Quizá Márai lo logre porque trabajó con disciplina admirable su talento natural y porque no era superficial. Es decir, poseía una delicadeza exquisita. Era consciente de que no hay emoción pequeña para el alma, que toda la actividad del corazón es apasionada y que, tarde o temprano, acaba transformándose en acción. A las pruebas nos remitimos: “El último encuentro” o “La mujer justa”, son, en nuestra opinión, los libros donde mejor nos enseña cómo van naciendo odios y amores secretos, gota a gota. Un arañazo tras otro en el alma susceptible acaban generando el resentimiento tan desquiciante que pide sangre. Mirada a mirada, van gestándose romances que ya quisieran Romeo y Julieta, mientras que la ausencia constante de esas mismas miradas acaba matando un matrimonio. Lo asombroso de Márai es que describe y narra estas pulsiones, donde la voz está ausente. Cuántas veces hemos herido a alguien, le hemos pedido perdón y nos lo ha concedido en el más completo silencio, sólo mediante gestos. Y el húngaro es capaz de hallar las palabras concretas, ni de más, ni de menos, para explicarlo.

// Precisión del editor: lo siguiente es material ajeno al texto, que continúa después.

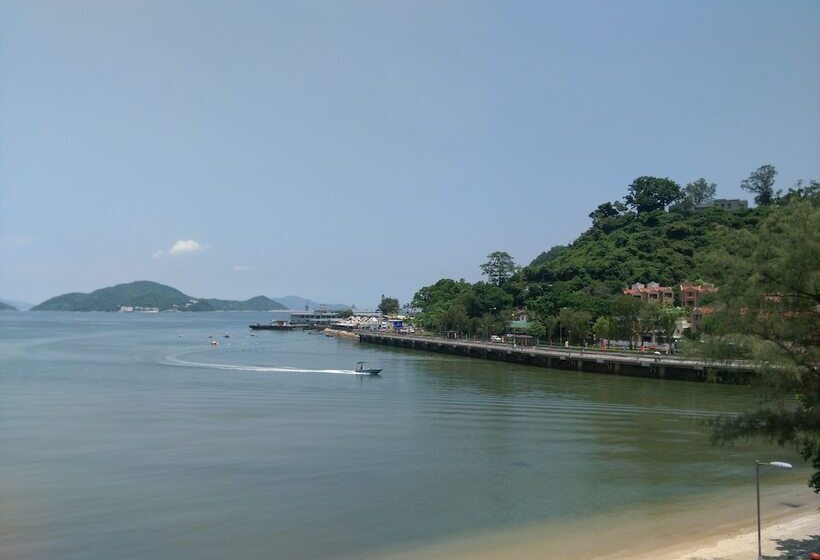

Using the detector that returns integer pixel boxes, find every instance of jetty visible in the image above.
[358,332,752,382]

Por eso, uno se queda profundamente impresionado cuando lee sus libros. Hay quien le achaca demasiada indagación psicológica, rayana casi en la machaconería. Qué más da. A Sándor Márai nadie le puede negar, creemos, el poder (¿o el superpoder?) que ejerce sobre el lenguaje y el dominio total de la naturaleza humana. Pocos se sentirán ajenos a las situaciones que describe en sus novelas. Algunas, como la más aclamada, “El último encuentro”, nos atrevemos a recomendarla incluso a un público adolescente, y por la razón que explicábamos al principio: el escritor húngaro nos ofrece, además de una delicatessen literaria, un mundo todavía inocente. También ajeno, de acuerdo, porque la Hungría que retrata está más cerca de la de Sissi emperatriz que de la actual. Pero no por ello ese ambiente es menos evocador. Márai nos pone nostálgicos de las amistades sinceras, de los sentimientos nobles. De la ingenuidad que tan bien describía Enrique García-Máiquez en esta entrevista en La Iberia, la del criado “entre atenciones, mimos y comodidades”, que “tenderá a confiar en los demás y a vivir despreocupadamente; por el contrario, quien ha sido engañado, quien lo ha pasado mal, suele estar recubierto por una costra de cinismo y de desconfianza”. Por todo esto y por mucho más, les reiteramos: merece la pena, y mucho, conocer al magiar.